TÜRKİYE, ASKERLERİNİN RUSLAR TARAFINDAN KATLEDİLMESİNE NASIL CEVAP VERECEK?
TÜRKİYE tarafından desteklenen Suriye askeri muhalefetinin stratejik önemde olan Serakib ve Nayrab’ın almasından kısa bir süre sonra Erdoğan, idlib’de (ve tabi Libya’da) durumun Türkiye lehine değişeceğini açıklamıştı. Rusya ve Suriye rejimi, Türk Silahlı Kuvvetlerinin bir konvoyuna hava saldırılarıyla karşılık verdi. Türk askerleri al Bara’daki binalarda siper almaya çalıştıklarında topçu tarafından kovalandı. Olay En az 33 Türk askerinin öldürülmesi ve onlarcasının yaralanmasıyla gerçek bir katliamla sonuçlandı. Türk ordusu, 1990’dan bu yana karşılaşmadığı büyük bir darbeyle yüz yüze kaldı. Rusya Savunma Bakanlığı gerçekleşen olayı “terörist gruplar arasında kalan Türk askeri personelinin Suriye ordusu tarafından bombalanması” olarak nitelendirdi. Savunma Bakanı Hulusi Akar, hava saldırılarının “yerdeki Rus yetkililerle koordinasyona rağmen” meydana geldiğini söyleyerek bu açıklamaya yanıt verdi.

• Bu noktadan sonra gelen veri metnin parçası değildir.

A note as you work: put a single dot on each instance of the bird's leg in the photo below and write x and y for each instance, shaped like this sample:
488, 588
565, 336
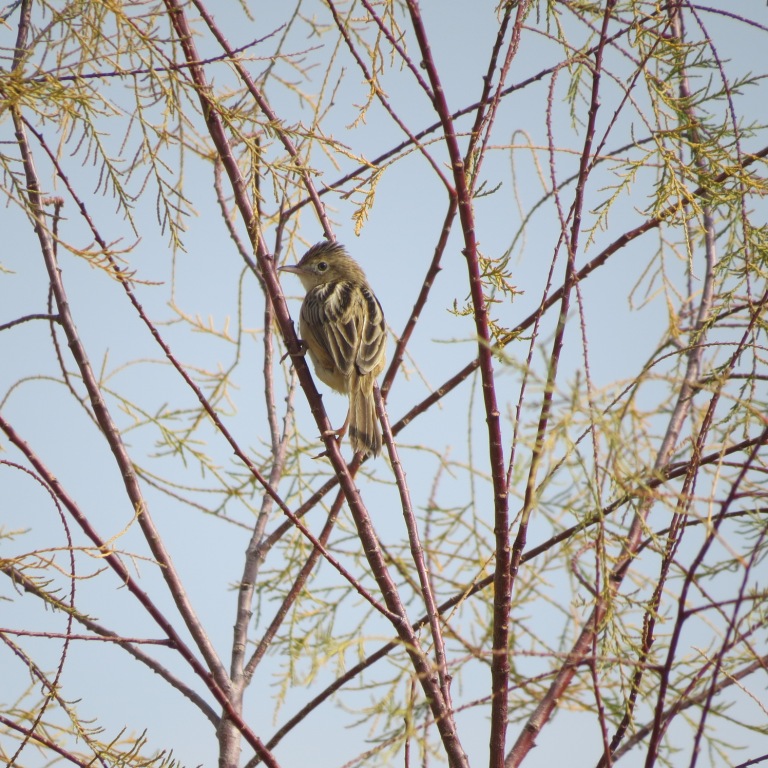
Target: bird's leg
341, 431
336, 433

Son gelişmeler Türk ve Rus yetkililer için askeri ve siyasi bakımdan büyük bir sınav. Rusya, teröristlerin varlığını kabul etmeyeceğini ilan etti. Bu tutum, Suriye rejiminin İdlib’in ve Halep’in kırsal kesimindeki muhalefet bölgelerini işgal etmesiyle uygulamaya dönüştü. Ölümden ve tutuklamadan korktuğu için şimdiye kadar bir milyondan fazla kişi Türkiye sınırına yığıldı. Bu senaryo Türkiye için varoluşsal bir tehdidi temsil etmektedir, çünkü bu büyük nüfusu korumaktan siyasi ve insani olarak sorumludur. İran ve Rusya’yla ılımlı muhalefeti teröristten ayırmak için anlaştıysa da rejimin İdlib’i tekrar kontrol etmesi, kontrol noktalarının hedef alınması ve İdlib sakinlerinin yerlerinden edilerek bombalara maruz kalması konusunda kesinlikle anlaşmadı.
Suriye içindeki askeri dengelerde Moskova, hava sahasını kullanma avantajına sahip. Ayrıca sahada rejimin ordusu ve İran’a bağlı milis müttefikleri var. Siyasi olarak Suriye rejiminin uluslararası sistemde “meşruiyet” belgesine de sahip.
Ankara’ya gelince, kendi güçlerinin ve istihbarat servislerinin yanı sıra büyük bir ateş gücüne sahip. Suriye Milli Ordusu aracılığıyla sahada bir varlığı mevcut. Ayrıca sınır kapılarını açarak mültecilerin Avrupa’ya gitmesi tehdidinin kozu mevcut.
Ankara henüz ABD, Avrupa ve en önemli üyelerinden birisi olduğu NATo’dan Patriot bataryalarını kullanmak gibi en ufak desteği bile almayı başaramadı. NATO tüzüğünün 5. maddesine bağlı olarak Suriye’de ortaya çıkan gelişmeler çerçevesinde diğer ittifak üyelerinin dayanışma içinde olması gerekir.
Batı, Türkiye’nin askeri ve insani olarak maruz kaldığı baskıyı kasten görmezden gelerek NATO’YU ve tüm Avrupa sistemini tehlikeye atıyor. Bu sistem Suriye’deki insani felaketi hissetmiyor ve Atlantik Paktındaki ortağını da savunmak istemiyor. Demokrasilerinin Rusya tarafından saldırıya uğradığını görmemeleri imkansız. Dünya büyük bir volkanın kraterinde ve etkileri her yere yayılacağı için nerede patladığı önemli değil.